L’inflation au plus haut au sein de la zone euro

L’inflation au plus haut au sein de la zone euro

En atteignant, sur un an, 5 % en décembre, le taux d’inflation dans la zone euro a, selon Eurostat, atteint son plus haut niveau en vingt-cinq ans. Jamais depuis 1997, la zone euro n’avait connu un tel taux. En novembre, l’inflation de la zone euro avait déjà battu un record, à 4,9 %.

Pour la Banque centrale européenne, cette inflation est transitoire et devrait diminuer en 2023, après un pic atteint en 2022. L’envolée des prix ces derniers mois est liée à la hausse exceptionnelle des tarifs du pétrole, du gaz et de l’électricité.
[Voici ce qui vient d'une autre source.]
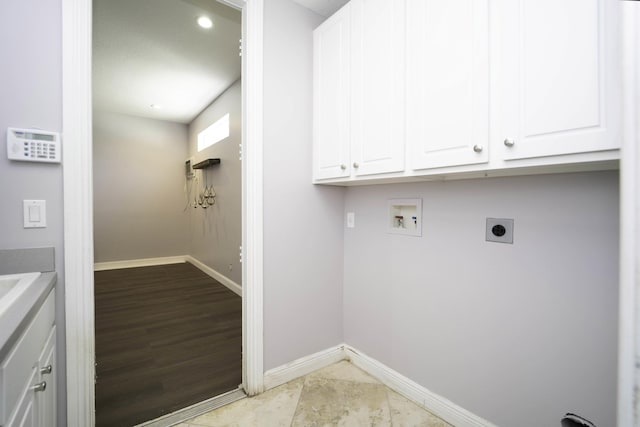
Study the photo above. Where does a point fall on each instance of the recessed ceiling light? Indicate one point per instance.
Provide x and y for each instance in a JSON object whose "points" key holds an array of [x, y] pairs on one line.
{"points": [[205, 22]]}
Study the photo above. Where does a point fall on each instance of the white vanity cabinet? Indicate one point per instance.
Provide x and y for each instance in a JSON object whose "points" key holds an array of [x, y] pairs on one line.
{"points": [[468, 88], [27, 373]]}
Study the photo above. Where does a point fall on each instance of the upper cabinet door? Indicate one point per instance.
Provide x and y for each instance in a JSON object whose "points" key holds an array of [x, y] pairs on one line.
{"points": [[558, 76], [447, 82], [331, 44], [377, 87]]}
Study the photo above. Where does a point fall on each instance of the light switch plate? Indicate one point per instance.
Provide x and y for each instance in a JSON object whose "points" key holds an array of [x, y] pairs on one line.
{"points": [[351, 219], [499, 230], [35, 213]]}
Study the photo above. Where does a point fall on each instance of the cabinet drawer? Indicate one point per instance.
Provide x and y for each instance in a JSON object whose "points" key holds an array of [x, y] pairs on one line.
{"points": [[16, 369]]}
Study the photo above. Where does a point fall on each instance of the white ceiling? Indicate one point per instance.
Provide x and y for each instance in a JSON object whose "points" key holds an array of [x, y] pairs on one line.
{"points": [[323, 7], [153, 52]]}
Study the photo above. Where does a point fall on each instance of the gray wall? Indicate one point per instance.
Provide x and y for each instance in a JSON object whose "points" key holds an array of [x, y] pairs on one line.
{"points": [[302, 222], [518, 334], [31, 96], [138, 181], [216, 232]]}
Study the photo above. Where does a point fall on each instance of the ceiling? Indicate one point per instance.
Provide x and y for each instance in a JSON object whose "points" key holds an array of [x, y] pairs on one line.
{"points": [[152, 52], [322, 7]]}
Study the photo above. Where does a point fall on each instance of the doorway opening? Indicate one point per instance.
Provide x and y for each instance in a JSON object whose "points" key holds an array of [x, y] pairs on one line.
{"points": [[167, 211]]}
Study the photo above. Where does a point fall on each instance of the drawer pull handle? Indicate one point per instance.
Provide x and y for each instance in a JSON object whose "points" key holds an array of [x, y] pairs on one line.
{"points": [[40, 386]]}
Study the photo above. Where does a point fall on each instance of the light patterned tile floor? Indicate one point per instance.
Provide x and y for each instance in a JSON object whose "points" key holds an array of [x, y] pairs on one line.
{"points": [[338, 395]]}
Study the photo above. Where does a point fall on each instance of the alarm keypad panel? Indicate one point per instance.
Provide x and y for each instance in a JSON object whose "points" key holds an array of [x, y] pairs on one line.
{"points": [[33, 145]]}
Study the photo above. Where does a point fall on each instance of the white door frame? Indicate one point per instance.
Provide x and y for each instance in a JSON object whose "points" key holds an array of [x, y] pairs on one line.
{"points": [[78, 204], [629, 300]]}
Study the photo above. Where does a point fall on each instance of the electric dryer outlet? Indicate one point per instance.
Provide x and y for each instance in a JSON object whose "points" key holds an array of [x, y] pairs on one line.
{"points": [[499, 230]]}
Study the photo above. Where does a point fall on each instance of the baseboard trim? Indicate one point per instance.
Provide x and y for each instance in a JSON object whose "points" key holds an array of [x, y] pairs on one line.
{"points": [[303, 366], [195, 410], [230, 284], [438, 405], [144, 262]]}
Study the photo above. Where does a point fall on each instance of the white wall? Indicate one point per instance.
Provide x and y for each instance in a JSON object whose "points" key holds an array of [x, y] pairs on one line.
{"points": [[138, 180], [517, 334], [216, 232], [31, 97], [302, 222]]}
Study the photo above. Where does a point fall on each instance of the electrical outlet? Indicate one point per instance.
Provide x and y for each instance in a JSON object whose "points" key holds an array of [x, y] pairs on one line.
{"points": [[499, 230]]}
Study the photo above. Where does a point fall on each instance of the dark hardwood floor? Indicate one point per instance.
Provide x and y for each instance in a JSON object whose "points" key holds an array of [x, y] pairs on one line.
{"points": [[166, 337]]}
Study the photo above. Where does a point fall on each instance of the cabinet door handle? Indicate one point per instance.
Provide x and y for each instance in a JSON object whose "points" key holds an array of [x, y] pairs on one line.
{"points": [[40, 386]]}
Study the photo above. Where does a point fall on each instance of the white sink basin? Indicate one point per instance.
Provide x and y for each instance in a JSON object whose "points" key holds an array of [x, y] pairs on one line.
{"points": [[16, 299], [12, 287], [6, 285]]}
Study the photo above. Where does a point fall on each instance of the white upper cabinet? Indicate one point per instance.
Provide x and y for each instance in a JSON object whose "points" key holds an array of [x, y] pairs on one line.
{"points": [[557, 77], [331, 45], [409, 88], [447, 82], [377, 88]]}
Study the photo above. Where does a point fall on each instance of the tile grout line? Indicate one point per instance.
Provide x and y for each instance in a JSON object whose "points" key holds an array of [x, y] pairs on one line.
{"points": [[293, 417]]}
En décembre, l’augmentation annuelle des prix de l’énergie a atteint 26 %, loin devant les autres composantes. Les tarifs de l’alimentation, alcool et tabac ont néanmoins progressé de 3,2 %, devant ceux des biens industriels (2,9 %) et des services (2,4 %).

Parmi les grands pays, l’Espagne (6,7 %) et l’Allemagne (5,7 %) ont connu les plus fortes hausses le mois dernier, dépassant la moyenne européenne. À l’inverse, les prix sont restés plus sages en Italie (4,2 %) et surtout en France (3,4 %), selon les données européennes harmonisées calculées par Eurostat. Dans les autres pays, les taux d’inflation les plus élevés ont été constatés en Estonie (12 %) et en Lituanie (10,7 %). En revanche, les hausses des prix les plus faibles ont concerné Malte (2,6 %) et la Finlande (3,2 %).

Siège de la BCE à Francfort-sur-le-Main, Allemagne

En France, selon l’estimation provisoire réalisée en fin de mois par l’INSEE, les prix à la consommation auraient augmenté de 2,8 % au mois de décembre 2021, comme le mois précédent. Les prix des produits manufacturés et de l’alimentation accéléreraient nettement. Les prix du tabac seraient stables comme en novembre et ceux de l’énergie et des services ralentiraient. Sur un an, l’indice des prix à la consommation harmonisé augmenterait de 3,4 %, comme en novembre. Sur un mois, il croîtrait de 0,2 %, après +0,4 % le mois précédent.

Un ralentissement de l’inflation est attendu dans les prochains mois notamment par un effet base, la hausse des prix de l’énergie ayant été forte à la sortie de l’hiver 2021. En Europe, et en particulier en France, à la différence des États-Unis, la répercussion de la hausse des prix sur les salaires demeure faible limitant un effet de second tour.